Possible improvements:
- Use lightweight expression adapters instead of Expression descendants as result of ConstantExtractor, such as the ones from MetaLinq. .NET expressions perform lots of checks during their construction, which aren't necessary here. We must just be able to compare such tree for equality with another one, compute its hash code, and much rarely - convert it to .NET expressions to get it compiled. I feel this should improve the performance at least twice.


Usage

- Download DO4 - it contains compiled version of Xtensive.Core.dll, as well as its source code
- Add reference to Xtensive.Core.dll to your project
- Add "using Xtensive.Core.Linq;" to C# file containing lambda.Compile()
- Replace lambda.Compile() to lambda.CachingCompile().

Wednesday, May 6, 2009

Built-in Visual Studio 2008 Code Generator

Have you ever heard about code generator built-in VS 2008 by default? Microsoft named it "T4: Text Template Transformation Toolkit". It is integrated into Visual Studio and very easy to use. Let me demonstrate it on example.

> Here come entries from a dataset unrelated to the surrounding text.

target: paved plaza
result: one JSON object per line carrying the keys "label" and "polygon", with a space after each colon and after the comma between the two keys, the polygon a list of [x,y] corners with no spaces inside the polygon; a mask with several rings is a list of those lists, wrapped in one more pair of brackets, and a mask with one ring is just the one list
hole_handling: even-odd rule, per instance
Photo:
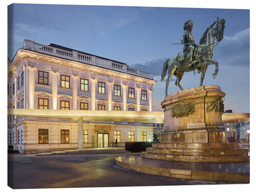
{"label": "paved plaza", "polygon": [[125,169],[115,159],[123,154],[36,156],[8,155],[13,188],[228,184],[169,178]]}

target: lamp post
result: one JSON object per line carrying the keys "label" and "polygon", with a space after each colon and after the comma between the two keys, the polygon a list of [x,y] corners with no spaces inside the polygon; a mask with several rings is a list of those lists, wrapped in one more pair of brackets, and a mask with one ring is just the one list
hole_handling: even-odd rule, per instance
{"label": "lamp post", "polygon": [[247,130],[247,135],[248,135],[248,143],[250,143],[249,142],[249,137],[250,137],[250,130]]}

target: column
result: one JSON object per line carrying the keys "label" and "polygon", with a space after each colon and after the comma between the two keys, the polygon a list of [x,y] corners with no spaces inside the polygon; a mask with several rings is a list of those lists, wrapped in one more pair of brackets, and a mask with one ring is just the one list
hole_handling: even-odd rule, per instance
{"label": "column", "polygon": [[79,76],[73,74],[73,110],[77,110],[77,79]]}
{"label": "column", "polygon": [[90,77],[91,79],[91,110],[95,110],[96,81],[97,79]]}
{"label": "column", "polygon": [[148,93],[148,111],[152,111],[152,93],[153,90],[147,89],[147,93]]}
{"label": "column", "polygon": [[52,109],[58,109],[58,72],[52,70]]}
{"label": "column", "polygon": [[127,82],[122,81],[123,86],[123,111],[127,111]]}
{"label": "column", "polygon": [[112,86],[113,80],[108,81],[108,111],[112,110]]}
{"label": "column", "polygon": [[17,96],[17,77],[16,76],[14,77],[14,98],[15,98],[15,109],[17,109],[17,99],[16,98],[16,97]]}
{"label": "column", "polygon": [[[26,61],[27,62],[27,61]],[[29,97],[28,97],[28,68],[27,66],[23,66],[23,69],[24,72],[24,109],[29,108]]]}
{"label": "column", "polygon": [[136,86],[137,111],[140,111],[140,86]]}
{"label": "column", "polygon": [[82,127],[83,127],[83,118],[82,117],[80,117],[78,118],[78,134],[77,135],[78,136],[78,148],[79,150],[82,150]]}
{"label": "column", "polygon": [[35,109],[35,80],[36,68],[33,66],[29,67],[29,109]]}

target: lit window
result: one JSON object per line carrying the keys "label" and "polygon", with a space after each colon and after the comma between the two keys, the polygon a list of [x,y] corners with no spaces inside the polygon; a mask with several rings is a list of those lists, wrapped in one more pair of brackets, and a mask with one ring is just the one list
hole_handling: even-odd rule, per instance
{"label": "lit window", "polygon": [[12,95],[14,95],[15,93],[15,84],[13,83],[12,84]]}
{"label": "lit window", "polygon": [[69,143],[69,130],[60,130],[60,143]]}
{"label": "lit window", "polygon": [[24,99],[22,99],[22,109],[24,109]]}
{"label": "lit window", "polygon": [[134,141],[134,132],[128,132],[128,141]]}
{"label": "lit window", "polygon": [[22,86],[24,84],[24,72],[22,73]]}
{"label": "lit window", "polygon": [[141,99],[147,100],[146,96],[147,96],[146,91],[141,90]]}
{"label": "lit window", "polygon": [[60,78],[61,79],[61,88],[69,88],[69,80],[70,78],[69,76],[66,75],[60,75]]}
{"label": "lit window", "polygon": [[43,98],[38,98],[38,109],[49,109],[49,99]]}
{"label": "lit window", "polygon": [[146,132],[141,132],[141,140],[142,141],[146,141]]}
{"label": "lit window", "polygon": [[48,130],[45,129],[38,129],[38,143],[48,143]]}
{"label": "lit window", "polygon": [[121,87],[120,86],[117,86],[117,85],[115,85],[114,87],[115,89],[115,95],[120,96]]}
{"label": "lit window", "polygon": [[82,130],[82,142],[83,143],[88,142],[88,130]]}
{"label": "lit window", "polygon": [[81,91],[88,91],[88,80],[87,79],[80,79],[80,87]]}
{"label": "lit window", "polygon": [[80,103],[80,110],[88,110],[88,103]]}
{"label": "lit window", "polygon": [[60,109],[61,110],[69,110],[69,101],[60,101]]}
{"label": "lit window", "polygon": [[49,73],[44,71],[38,71],[38,84],[48,86]]}
{"label": "lit window", "polygon": [[105,93],[105,84],[104,82],[98,82],[98,93]]}
{"label": "lit window", "polygon": [[129,98],[134,98],[134,88],[130,88],[128,89],[129,92]]}
{"label": "lit window", "polygon": [[115,142],[116,142],[116,139],[117,139],[117,142],[120,143],[120,131],[115,131]]}
{"label": "lit window", "polygon": [[105,111],[105,105],[103,104],[98,104],[98,111]]}
{"label": "lit window", "polygon": [[18,77],[18,80],[17,80],[17,90],[19,89],[19,76]]}

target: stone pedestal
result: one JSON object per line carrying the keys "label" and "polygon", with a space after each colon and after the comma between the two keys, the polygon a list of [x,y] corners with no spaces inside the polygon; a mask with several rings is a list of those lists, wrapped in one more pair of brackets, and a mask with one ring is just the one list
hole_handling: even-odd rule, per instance
{"label": "stone pedestal", "polygon": [[248,150],[226,143],[221,117],[224,96],[220,87],[207,86],[166,97],[161,103],[164,119],[160,143],[153,144],[141,156],[198,162],[249,161]]}

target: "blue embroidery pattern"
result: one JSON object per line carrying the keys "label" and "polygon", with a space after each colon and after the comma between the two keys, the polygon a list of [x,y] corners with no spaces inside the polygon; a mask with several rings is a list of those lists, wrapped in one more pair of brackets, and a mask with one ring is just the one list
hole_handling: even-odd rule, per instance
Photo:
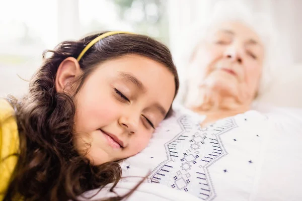
{"label": "blue embroidery pattern", "polygon": [[237,125],[230,118],[203,129],[187,115],[178,122],[181,131],[165,144],[167,159],[150,173],[148,181],[212,200],[216,195],[208,168],[228,154],[220,135]]}

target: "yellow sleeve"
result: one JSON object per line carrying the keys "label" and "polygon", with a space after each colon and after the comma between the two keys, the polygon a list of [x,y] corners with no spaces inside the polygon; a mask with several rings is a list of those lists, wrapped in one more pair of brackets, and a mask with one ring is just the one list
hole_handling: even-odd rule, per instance
{"label": "yellow sleeve", "polygon": [[14,113],[10,103],[0,98],[0,200],[3,199],[18,159],[17,156],[8,157],[19,152],[19,134]]}

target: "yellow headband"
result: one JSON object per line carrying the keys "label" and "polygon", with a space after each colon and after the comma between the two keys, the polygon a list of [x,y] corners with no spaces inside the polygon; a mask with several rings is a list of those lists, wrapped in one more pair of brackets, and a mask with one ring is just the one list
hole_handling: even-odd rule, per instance
{"label": "yellow headband", "polygon": [[98,36],[97,37],[96,37],[96,38],[95,38],[94,39],[92,40],[90,42],[90,43],[88,43],[88,45],[87,45],[86,46],[86,47],[85,47],[85,48],[81,52],[81,53],[80,54],[80,55],[79,55],[78,58],[77,58],[77,60],[78,60],[78,61],[80,61],[81,59],[82,59],[82,58],[83,57],[83,55],[85,54],[85,52],[86,52],[87,51],[87,50],[88,50],[89,49],[89,48],[90,48],[93,45],[96,44],[99,40],[103,39],[103,38],[106,38],[107,36],[112,36],[113,35],[119,34],[134,34],[133,33],[127,32],[123,32],[123,31],[111,31],[111,32],[105,33]]}

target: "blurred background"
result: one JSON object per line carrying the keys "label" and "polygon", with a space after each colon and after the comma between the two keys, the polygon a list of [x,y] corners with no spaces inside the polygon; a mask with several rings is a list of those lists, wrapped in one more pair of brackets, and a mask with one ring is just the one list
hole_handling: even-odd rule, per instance
{"label": "blurred background", "polygon": [[[39,67],[42,53],[59,42],[95,31],[147,34],[176,50],[180,33],[207,20],[216,0],[0,0],[0,96],[17,96]],[[302,1],[242,0],[265,12],[279,32],[284,69],[301,66]],[[185,67],[180,66],[179,72]]]}

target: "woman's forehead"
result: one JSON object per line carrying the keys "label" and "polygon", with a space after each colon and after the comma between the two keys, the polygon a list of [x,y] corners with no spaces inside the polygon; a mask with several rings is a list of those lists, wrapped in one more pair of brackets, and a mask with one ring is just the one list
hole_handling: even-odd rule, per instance
{"label": "woman's forehead", "polygon": [[219,32],[253,39],[260,44],[262,44],[260,36],[252,28],[242,22],[229,21],[216,23],[210,28],[208,34],[212,35]]}

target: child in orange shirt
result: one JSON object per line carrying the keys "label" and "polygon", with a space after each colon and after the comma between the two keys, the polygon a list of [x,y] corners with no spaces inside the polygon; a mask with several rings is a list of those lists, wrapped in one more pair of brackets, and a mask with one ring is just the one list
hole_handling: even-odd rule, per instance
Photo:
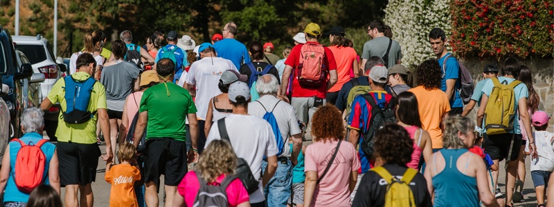
{"label": "child in orange shirt", "polygon": [[119,147],[117,155],[121,163],[114,166],[111,169],[111,161],[106,163],[106,172],[104,179],[111,184],[111,191],[109,196],[109,206],[138,206],[136,196],[134,194],[134,182],[141,179],[141,172],[136,168],[131,165],[131,161],[136,156],[134,146],[125,142]]}

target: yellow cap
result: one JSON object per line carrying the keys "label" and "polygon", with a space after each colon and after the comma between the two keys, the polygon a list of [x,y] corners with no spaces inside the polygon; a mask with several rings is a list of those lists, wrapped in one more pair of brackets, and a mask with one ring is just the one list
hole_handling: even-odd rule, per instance
{"label": "yellow cap", "polygon": [[321,34],[321,28],[319,28],[319,25],[312,22],[306,26],[306,29],[304,30],[304,32],[314,36],[319,36]]}

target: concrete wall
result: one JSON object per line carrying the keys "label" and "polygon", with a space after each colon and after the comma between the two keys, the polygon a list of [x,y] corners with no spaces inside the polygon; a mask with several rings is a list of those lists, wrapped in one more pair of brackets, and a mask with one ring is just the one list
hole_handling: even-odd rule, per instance
{"label": "concrete wall", "polygon": [[[490,58],[467,58],[463,60],[464,66],[470,70],[474,81],[476,83],[483,80],[483,69],[488,63],[494,63],[500,67],[503,59],[499,61]],[[554,59],[520,59],[521,63],[531,69],[533,79],[533,86],[537,93],[540,97],[539,110],[546,112],[551,117],[554,117]],[[474,108],[469,117],[474,119],[477,115],[477,107]],[[554,118],[548,122],[550,126],[548,130],[554,132]]]}

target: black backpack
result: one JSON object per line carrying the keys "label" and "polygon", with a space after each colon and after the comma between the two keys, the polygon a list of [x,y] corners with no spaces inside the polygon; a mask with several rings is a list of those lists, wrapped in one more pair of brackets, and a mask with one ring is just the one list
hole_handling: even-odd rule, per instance
{"label": "black backpack", "polygon": [[217,186],[208,185],[208,182],[200,177],[200,172],[195,171],[198,178],[200,188],[195,198],[193,206],[195,207],[227,207],[229,198],[227,197],[227,187],[237,177],[227,175],[223,181]]}
{"label": "black backpack", "polygon": [[[133,99],[135,104],[136,104],[136,99],[134,95],[133,95]],[[138,106],[138,104],[136,104],[136,106]],[[138,121],[138,114],[139,112],[137,111],[134,115],[134,117],[133,117],[133,121],[129,126],[129,131],[127,132],[127,137],[125,137],[125,141],[127,142],[133,143],[135,140],[134,130],[136,128],[136,122]],[[146,129],[144,130],[144,134],[143,134],[143,137],[140,141],[138,147],[136,148],[136,153],[143,153],[146,148]]]}
{"label": "black backpack", "polygon": [[364,141],[359,145],[359,148],[365,154],[368,159],[373,159],[373,137],[375,132],[383,128],[386,122],[396,122],[395,117],[394,103],[395,98],[391,100],[384,107],[379,107],[375,99],[370,94],[361,95],[366,101],[371,106],[371,117],[369,120],[369,128],[364,133]]}
{"label": "black backpack", "polygon": [[[221,139],[226,140],[231,144],[229,135],[227,134],[227,128],[225,127],[225,118],[217,121],[217,128],[220,130]],[[252,194],[259,189],[258,185],[260,182],[252,175],[252,171],[250,170],[250,166],[248,165],[248,162],[241,157],[237,158],[237,168],[235,168],[235,175],[242,181],[242,184],[247,188],[248,194]]]}
{"label": "black backpack", "polygon": [[141,47],[134,43],[127,45],[127,54],[125,55],[125,60],[136,65],[136,67],[143,71],[144,70],[144,63],[141,60]]}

Let us suppose we need a class with methods like those for such primitive types as Int32, Double, Decimal, DateTime, TimeSpan and other.

  public static Double ParseDouble(string value)
  {
    if (value == "Default")
      return default(Double);
    if (value == "MinValue")
      return Double.MinValue;
    if (value == "MaxValue")
      return Double.MaxValue;
    return Double.Parse(value);
  }

  public static Double? ParseNullableDouble(string value)
  {
    if (value == "Default")
      return default(Double);
    if (value == "MinValue")
      return Double.MinValue;
    if (value == "MaxValue")
      return Double.MaxValue;
    if (value == "Null")
      return null;
    return Double.Parse(value);
  }


Because it isn't very interesting to implement it manually I suggest to use built-in code generator. How we can do this:

1. Create class SmartParser.cs and implement those methods for one type, e.g. for Int32
2. Rename SmartParser.cs to SmartParser.tt
3. Now it is possible to use ASP.NET-like tags <# #> and <#= #> to generate this code for all types we need and Visual Studio will automatically create file SmartParser.cs

In our case SmartParser.tt will look like this:

using System;

public static class SmartParser
{
<#
Type[] types = new Type[] {
  typeof(Int32),
  typeof(Double),
  typeof(Decimal),
  typeof(DateTime),
  typeof(TimeSpan)
};
foreach (Type type in types) {
#>

  public static <#=type.Name#> Parse<#=type.Name#>(string value)
  {
    if (value == "Default")
      return default(<#=type.Name#>);
    if (value == "MinValue")
      return <#=type.Name#>.MinValue;
    if (value == "MaxValue")
      return <#=type.Name#>.MaxValue;
    return <#=type.Name#>.Parse(value);
  }

  public static <#=type.Name#>? ParseNullable<#=type.Name#>(string value)
  {
    if (value == "Default")
      return default(<#=type.Name#>);
    if (value == "MinValue")
      return <#=type.Name#>.MinValue;
    if (value == "MaxValue")
      return <#=type.Name#>.MaxValue;
    if (value == "Null")
      return null;
    return <#=type.Name#>.Parse(value);
  }
<#
}
#>

}


Now we can open automatically generated SmartParser.cs just to ensure, that everything is OK and our "huge" class is successfully generated (-;

You can generate not only *.cs files, but *.xml, *.txt, *.html and generally text files with any extension. There are also several useful directives, for example:

<#@ output extension="txt" #>
<#@ template language="C#v3.5" #>
<#@ import namespace="System.Linq" #>
<#@ assembly name="System.Core" #>


Any additional information on T4 can be easily found оn the web.